Hierauf begaben sie sich zusammen in das Bergwerk und blieben bis über Mittag drunten. Zwei Fachmänner bestanden da gegenseitig ihre Maturitätsprüfung, Herr Rauné vor Iwan, und Iwan vor Herrn Rauné. Jeder von beiden überzeugte sich, daß der andere sein Fach gründlich verstehe. Hinsichtlich einzelner Maßregeln wichen die Ansichten der beiden Männer voneinander ab, dann disputierten sie, die Vorteile des älteren und des neueren Systems miteinander vergleichend; beide überzeugten sich aber hierbei, daß sie einander auf diesem Felde nichts Neues sagen konnten.

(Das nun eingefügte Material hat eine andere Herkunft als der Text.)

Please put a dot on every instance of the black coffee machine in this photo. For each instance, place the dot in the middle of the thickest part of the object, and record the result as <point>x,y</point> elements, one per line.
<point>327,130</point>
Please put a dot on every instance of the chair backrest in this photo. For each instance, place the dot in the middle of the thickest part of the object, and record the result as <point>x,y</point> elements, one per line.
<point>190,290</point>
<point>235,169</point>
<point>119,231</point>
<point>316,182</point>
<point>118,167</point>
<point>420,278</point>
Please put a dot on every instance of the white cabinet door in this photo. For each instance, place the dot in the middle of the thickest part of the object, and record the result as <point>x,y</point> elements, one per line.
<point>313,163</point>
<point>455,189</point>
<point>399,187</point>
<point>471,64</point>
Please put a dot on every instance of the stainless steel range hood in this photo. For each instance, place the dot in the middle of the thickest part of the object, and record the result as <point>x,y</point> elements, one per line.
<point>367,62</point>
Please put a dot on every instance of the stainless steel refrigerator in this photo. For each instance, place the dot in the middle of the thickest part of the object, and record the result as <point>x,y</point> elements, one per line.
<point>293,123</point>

Herr Rauné bekundete seine Fachkenntnis zumeist dadurch, daß er, bevor er noch die geometrischen Zeichnungen von Iwans Bergwerk gesehen hatte, das Kohlenflötz annähernd zu schätzen und zu sagen vermochte, eine wie große Ausbeute das Bergwerk verspreche, und wie weit das Kohlenlager sich noch über Iwans Grund hinaus erstrecke. Seine Schätzung traf beinahe genau mit Iwans Berechnung zusammen.

Hinsichtlich der Qualität fand er, daß diese Kohle zu den besseren zu zählen sei.

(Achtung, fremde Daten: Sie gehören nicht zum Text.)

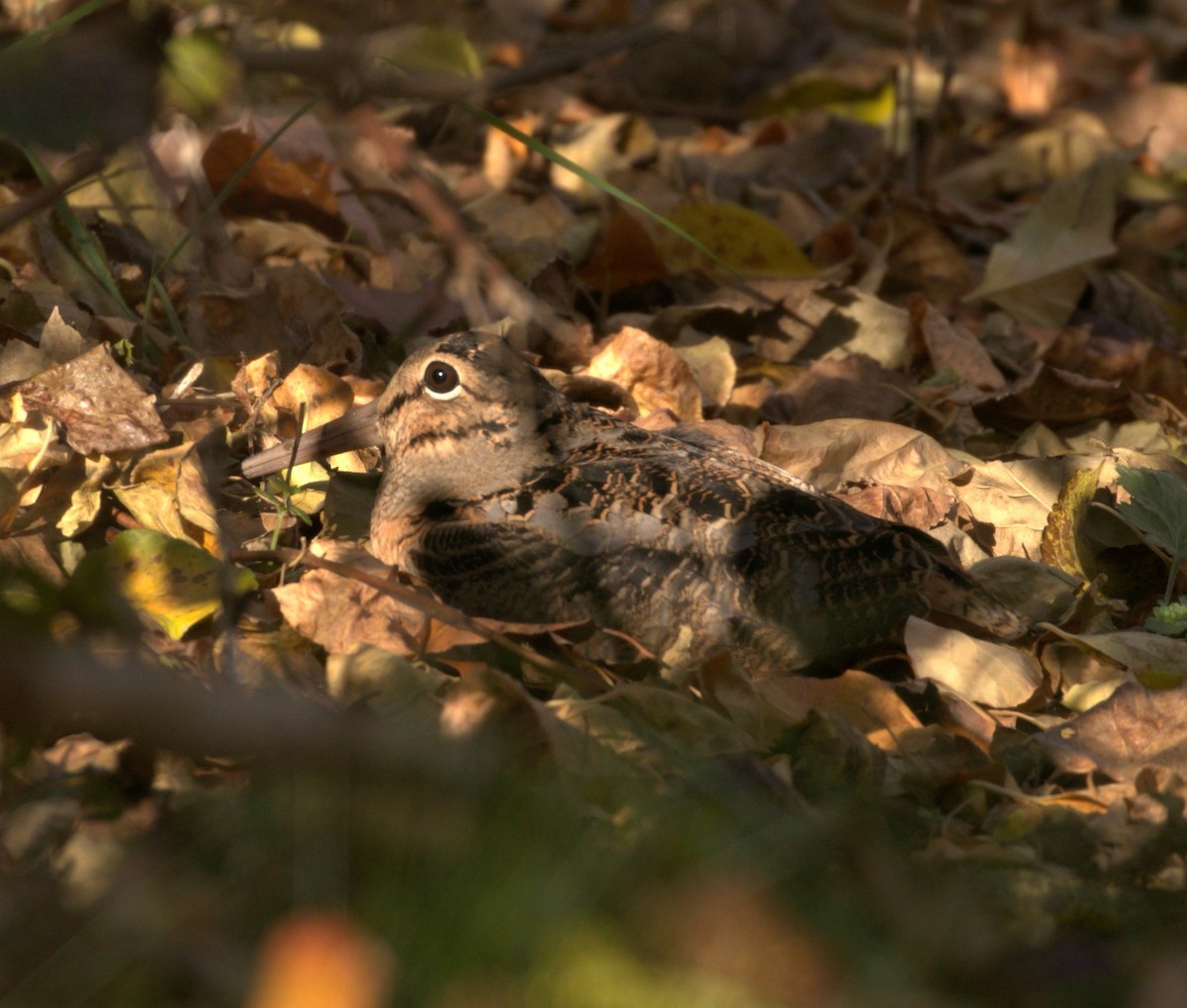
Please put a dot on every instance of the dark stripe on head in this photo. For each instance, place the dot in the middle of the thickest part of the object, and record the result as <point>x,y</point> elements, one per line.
<point>398,401</point>
<point>462,344</point>
<point>452,433</point>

Mittags gingen sie in das Gasthaus speisen, nachdem sie sich zum Waschen und Umkleiden eine kurze Zeit gegönnt hatten. Der Spaziergang in einer Kohlengrube ist keine reinliche Unterhaltung.

Der Nachmittag war für die Besichtigung der Kohlendestillieröfen bestimmt, und abends wurde der Eisenhammer besichtigt.

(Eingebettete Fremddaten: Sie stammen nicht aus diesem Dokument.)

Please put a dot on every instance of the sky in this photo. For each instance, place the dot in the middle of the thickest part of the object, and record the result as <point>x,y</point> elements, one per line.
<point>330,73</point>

Nachdem sie aus dem Eisenhammer herausgekommen waren, blieb der Wagen vor Iwans Hause stehen; Felix begleitete ihn in die Wohnung, während Herr Rauné ins Gasthaus hinauf ging.

Iwan führte seinen alten Bekannten in sein Arbeitszimmer, in welchem eine wunderbare Unordnung herrschte, ließ ihn auf einem von einem großen Bücherhaufen befreiten Stuhl Platz nehmen und forderte ihn auf, sich an einer chemischen Wunderlampe eine Zigarre anzuzünden.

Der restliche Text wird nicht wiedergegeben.